For as truly bad as things have been because of the Covid-19 pandemic in the last 18 months, especially for families with school aged children having to cope with the effects of lockdowns and quarantines, it was remarkable that the convocation marking the beginning of the new school year for the Falls Church City Public Schools was as upbeat as it was this week. The onset of the new school year is going to require masks for all students, in accordance with Virginia Gov. Ralph Northam’s mandate, but beyond that, it was all thumbs up and positive at the convocation, the first ever large scale public event held in the brand-spanking new $120 million state of the art newly-renamed Meridian High School.
The school will open its doors on the first day of school Monday to a full complement of students for a full time in person education with the minor stipulation that, while indoors, all must wear masks, at least for the time being.

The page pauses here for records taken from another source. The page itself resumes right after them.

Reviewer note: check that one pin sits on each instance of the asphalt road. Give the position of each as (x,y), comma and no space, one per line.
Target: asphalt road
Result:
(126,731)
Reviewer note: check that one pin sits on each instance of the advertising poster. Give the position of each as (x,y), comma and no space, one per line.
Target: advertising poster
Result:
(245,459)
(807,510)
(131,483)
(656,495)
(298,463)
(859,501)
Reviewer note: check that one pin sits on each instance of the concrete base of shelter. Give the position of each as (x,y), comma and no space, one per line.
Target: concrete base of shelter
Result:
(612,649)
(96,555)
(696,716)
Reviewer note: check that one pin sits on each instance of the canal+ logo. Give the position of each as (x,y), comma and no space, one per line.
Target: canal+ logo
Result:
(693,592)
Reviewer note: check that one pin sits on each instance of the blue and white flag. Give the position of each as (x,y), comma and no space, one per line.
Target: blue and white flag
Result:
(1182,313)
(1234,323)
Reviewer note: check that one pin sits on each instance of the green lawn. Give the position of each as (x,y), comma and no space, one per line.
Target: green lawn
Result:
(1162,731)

FCCPS Superintendent Dr. Peter Noonan’s message to students, staff, parents and the wider Falls Church community was enormously positive and, as they say, cautiously optimistic. It is premised on the remarkable demonstration of support for the school system by the vast majority of City residents, a support that was underscored in recent years by the amazing majorities of school bond and other referendum votes. They were redoubled by the clear satisfaction the huge majority of citizens have indicated, even with, as Noonan noted, their “silence,” regarding the incredibly complex and complicated process by which the City and its school system leaders were able to work together to run the construction of the new high school and the imminent large-scale mixed use development of an adjacent 10 acres on the site of the old, now demolished high school.
No balls have been dropped in the astonishing juggling act it has taken to accomplish both results simultaneously, even with the added emergency of a fierce Covid-19 pandemic. It has all proceeded flawlessly, to the considerable chagrin of a tiny band of naysayer residents who have never been able to accept that the City could do anything right.
All this has happened even as one must accept the inevitability that something must go wrong. But, nope, not so far. The process has not only paid for the whole new high school with all the bells and whistles, but it’s done so by providing the region’s biggest real estate tax rate cut for all City taxpayers.
Moreover, while we say all this while “knocking on wood,” superstition is proving no match for the competence and dedication of well-chosen professionals and talented volunteer residents of the Little City. Amidst all this, the City survived a global pandemic and years of one of the ugliest presidential regimes in U.S. history, and our students have proven themselves both highly qualified and uniquely compassionate, amazing present and future leaders.